Son dönemde, canlanan sektör yaratıcılık açısından yeni bir döneme girmiş görünüyor. Uluslararası yarışmalardan Türk şirketleri ödülle dönüyorlar.
Milliyet Business, Türkiye'deki pazarlama iletişimine yön veren büyük kuruluşların ajans başkanlarıyla birlikte bazı temel kavramları birlikte sorgulamak için bir toplantı düzenledi. Çıkan tabloya göre, tüm başkanlar 'Reklam harcamadır, yatırımın belli bir bölümü ziyan olur' iddiasına karşı çıkıyor, 'Hayır, kötü reklam bile iş yapar' diyor. Katılımcıların tümü, önümüzdeki birkaç yılın toparlanmayla geçeceğini belirtirken, endüstrinin canlanması için herkesin uzun vadeli planlama yapması gerektiğini vurguluyor.

Kopya eleştirisi paranoya
Tartışılan üçüncü nokta, sektöre yöneltilen, bazı reklam fikirlerinin esinlenme hatta kopya olduğu eleştirilerine karşı bu konudaki hassasiyetin gereksiz olduğu görüşü kabul gördü. Bu yaklaşım 'paranoya' olarak nitelendi.
Krizi kabullenmiş, azalan gelirler ve artan taleplere karşın en iyi hizmeti verebilmek için koşullarını zorlayan reklam şirketlerinin ortak bir derdi olduğu da bu toplantıda bir kez daha ortaya çıktı. Ajans Başkanlarının tümü, reklamverenlerin başarılı fikirleri değerlendirebilecek ve kendilerini daha iyi anlayabilecek, pazarlama dünyasını ve dinamiklerini bilen kişiler olmasını diliyorlar. Yaratıcı pek çok fikrin, deneyimsiz ve eksik bilgiye sahip reklamveren temsilcileri tarafından yok edilmesinden duyulan sıkıntıyı
dile getiriyorlar.
Reklam endüstrisi aslında "yarattığı katma değerin kendisi de henüz farkında değil." Reklam bütçelerini kısan ama sürekli daha da fazla talepte bulunan reklamveren aslında kendi bindiği dalı kesiyor. Reklamveren tüketicisiyle kuracağı ilişkinin kalitesini yüksek tutabilmek için hizmet aldığı kuruluşlardaki insan kalitesinin yüksek olmasını sağlamak zorunda.

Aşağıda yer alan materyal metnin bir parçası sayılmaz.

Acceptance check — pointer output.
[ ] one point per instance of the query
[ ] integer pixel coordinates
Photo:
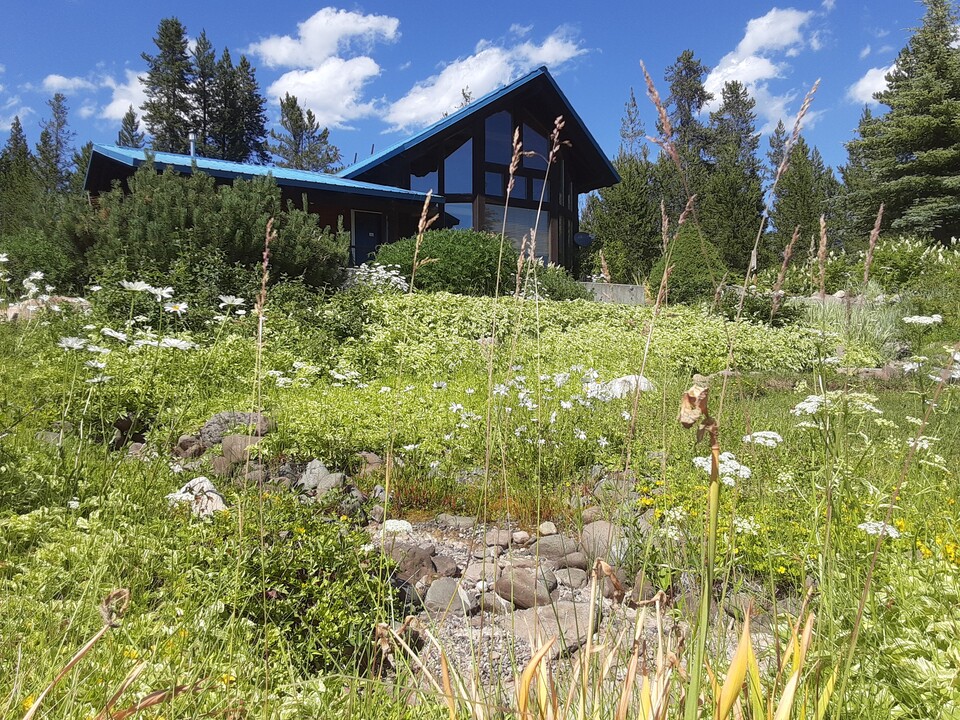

Kişisel beğeniye göre reklam
Pazarlama iletişimi, araştırmalara ve sayılara bağlı olması gereken bir sektör. Bu yüzden bilimsel bir altyapı gerekli. Öte yandan binlerce mesaj arasında bunalmış, reklam izlemek istemeyen, izlese bile mesajları kaydetmeyen tüketicilerin dikkatini çekebilmek için özgün fikirlere gereksinim var. Pek çok yerli kuruluş yönetiminin kişisel beğenisi doğrultusunda taleplerde bulunuyor ve ajanslar reklamvereni memnun edecek çözümlere zorlanıyor.
Oysa, ürünlerin birbirinin aynı olduğu ve ancak marka değerleriyle ayrışabileceği bir dünyada, uzun vadeli düşünmek ve tüketicilerin gereksinimleri anlamak çok önemli.
Önümüzdeki yıllarda, tüketiciler değişecek, mecra kullanımında yenilikler gözlemlenecek, ancak değişmeyecek tek bir gerçek var o da fark yaratan, katma değer sağlayan fikirlerin önemi.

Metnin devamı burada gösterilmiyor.